他明明在那里,可在云龙子眼中,却是再也看不到他存在,甚至某道君同样瞧不见,唯有道玉手中画中灯,能照见其影。
“咕隆!”
云龙子喉咙一哽,做了个吞咽动作,似吞了什么东西,而后就见他口鼻之间一缕缕金光冒出,化作十丈高金甲神人,一锤助其安神。
而这时。
贾咚西面上妆容消失,身形再能被瞧见。
他扯着嘴笑:“你若是没疯,那为何对咱喊打喊杀?一颗安神丹喂你,感谢客官惠顾。”
见此一幕,某道君多有不解。
“贾商,你方才那妆?”
贾咚西倒也不掩饰,大方说道:“那叫“死人妆”,顶天的遮掩法门,道君若是有意,一百个功德钱卖你一盒胭脂粉,如何啊?”
却听一道女声响起,微笑道:“贾商人,有没有给小女子用得胭脂啊,想打扮了。”
贾咚西瞬间头皮发麻,转身狂奔而去,丝毫不敢停留,不过奔逃途中,还不忘回头瞧一眼那方漆黑天地。
嘀咕道:“李十五对咱态度,前后似转变不大,他应该不知晓自己亏了一丁点儿功德钱吧……”
与此同时。
女声似月下一抔清凉之水,缓缓道:“道君啊,咱们离去吧,这一行倒是收获颇丰!”
某道君长呼一口气,说道:“确实颇丰,世间之诡奇,当真让人叹为观止,如“佛宴”之谜,佛肉之诡,佛刹中众生相……那一个个小僧之趣味横生。”
“只是!”,他话声停顿,又道:“只是李十五之可恶,让本道君尤为不喜。”
“佛刹众小僧一片喜乐,却因他存在,多了个刁民小僧出来,从此刹中是非多多,再难安宁。”
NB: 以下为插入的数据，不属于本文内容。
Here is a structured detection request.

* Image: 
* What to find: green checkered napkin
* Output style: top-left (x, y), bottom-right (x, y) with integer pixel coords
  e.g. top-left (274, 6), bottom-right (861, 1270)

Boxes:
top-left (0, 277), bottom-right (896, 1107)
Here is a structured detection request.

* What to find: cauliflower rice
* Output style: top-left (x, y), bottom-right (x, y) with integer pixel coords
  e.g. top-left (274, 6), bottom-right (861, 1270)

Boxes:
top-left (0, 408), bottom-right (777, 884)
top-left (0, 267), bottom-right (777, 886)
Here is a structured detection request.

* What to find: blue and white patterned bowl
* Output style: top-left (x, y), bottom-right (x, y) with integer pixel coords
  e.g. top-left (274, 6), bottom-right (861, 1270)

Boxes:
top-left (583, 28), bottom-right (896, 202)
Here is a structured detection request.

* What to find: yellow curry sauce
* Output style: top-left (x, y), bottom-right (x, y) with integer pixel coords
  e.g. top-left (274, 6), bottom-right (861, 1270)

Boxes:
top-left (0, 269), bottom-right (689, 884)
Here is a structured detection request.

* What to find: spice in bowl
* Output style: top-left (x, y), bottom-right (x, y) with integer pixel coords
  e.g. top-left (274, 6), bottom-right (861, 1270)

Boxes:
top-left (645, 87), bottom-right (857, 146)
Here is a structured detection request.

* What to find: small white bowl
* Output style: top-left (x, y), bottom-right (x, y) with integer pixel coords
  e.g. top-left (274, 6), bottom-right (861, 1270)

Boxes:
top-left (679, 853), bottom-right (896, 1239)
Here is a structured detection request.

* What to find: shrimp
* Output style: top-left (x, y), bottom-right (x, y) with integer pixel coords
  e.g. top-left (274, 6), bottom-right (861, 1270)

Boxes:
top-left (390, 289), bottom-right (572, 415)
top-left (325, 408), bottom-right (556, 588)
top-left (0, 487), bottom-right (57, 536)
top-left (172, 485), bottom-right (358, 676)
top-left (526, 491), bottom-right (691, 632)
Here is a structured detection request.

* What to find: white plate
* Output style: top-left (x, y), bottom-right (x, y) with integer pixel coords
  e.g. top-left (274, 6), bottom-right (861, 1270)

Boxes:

女声叹道:“那佛刹本就喧闹,毕竟是众生众相,此外存在即合理,咱们懒得掰扯那些。”
“且小女子所言的收获颇丰,是指……道君要不瞅瞅怀内?”
某道君后知后觉,将手探入怀中,只觉得触感尤为滑腻,且带着淡淡香气,竟是小指宽一条佛陀血肉。
“时雨,这东西你?”
女声带着轻柔笑意,劝声道:“道君啊,乖乖吃佛肉了,否则咱们……就追赶不上了!”
下一瞬。
某道君身影如烟消散,化作无数金色微粒,如萤火般朝天穹飘升,而后再无踪迹。
李十五是胎动九声,九声见真我。
某道君当初借势,得证胎动八声,八声见母神。
唯有云龙子浑浑噩噩,脚踩大地之上,眼神无光朝着远处踉跄而去,一步一停,一步一锤。
“呼……”
道玉微微松了口气,既觉这些人太吵,又觉那只闻其声不见其人的女子不在,会莫名心安一些。
他将身前四本古书收好,又换了另外四本。
依旧清风拂过,自行翻页。
他时而观书,时而抬头观李十五化作的那片漆黑如墨天地,久久不愿离去。
而转眼之间。
已至第二日黄昏之时。
天边一轮红日斜照,将这一片浑浊天地,映得愈发昏昏沉沉,浑浑噩噩,好似什么魍魉鬼蜮一般。
唯有数百丈开外,那一片漆黑依旧。
山巅之上。
道玉终是收回目光,口中低喃:“此去一行,带了两万道奴,五百道吏,一百二十八位道人。”
“只是除我以及那几位命轨者,皆是无归。”
“若抛去道人伤亡,倒也算圆满,不过……”
话音未散,人已远去。
时日,一天天这般过去。
道人山浑浊依旧,且风雨无序,雨说来就来,冰雹雷霆夹杂而落,一片混混乱乱,迷迷糊糊。
只是混乱之中,亦有秩序。
便是以道人为上,道奴为下这一套体系,依旧严丝合缝运作着,残酷而又令人心生绝望。
与此同时。
贾咚西每到一地,都是天地间一阵乐鼓喧天,一副极为喜庆模样,那是他登场自带的“财神曲”,第一见李十五时,就是这般。
至于他,自是在坐地起价,手挥寒铁大鞭,对一些神秘之人卖他那五百多个小黑佛,越黑卖价越高,且不容讨价。
他称之为:黑人贸易!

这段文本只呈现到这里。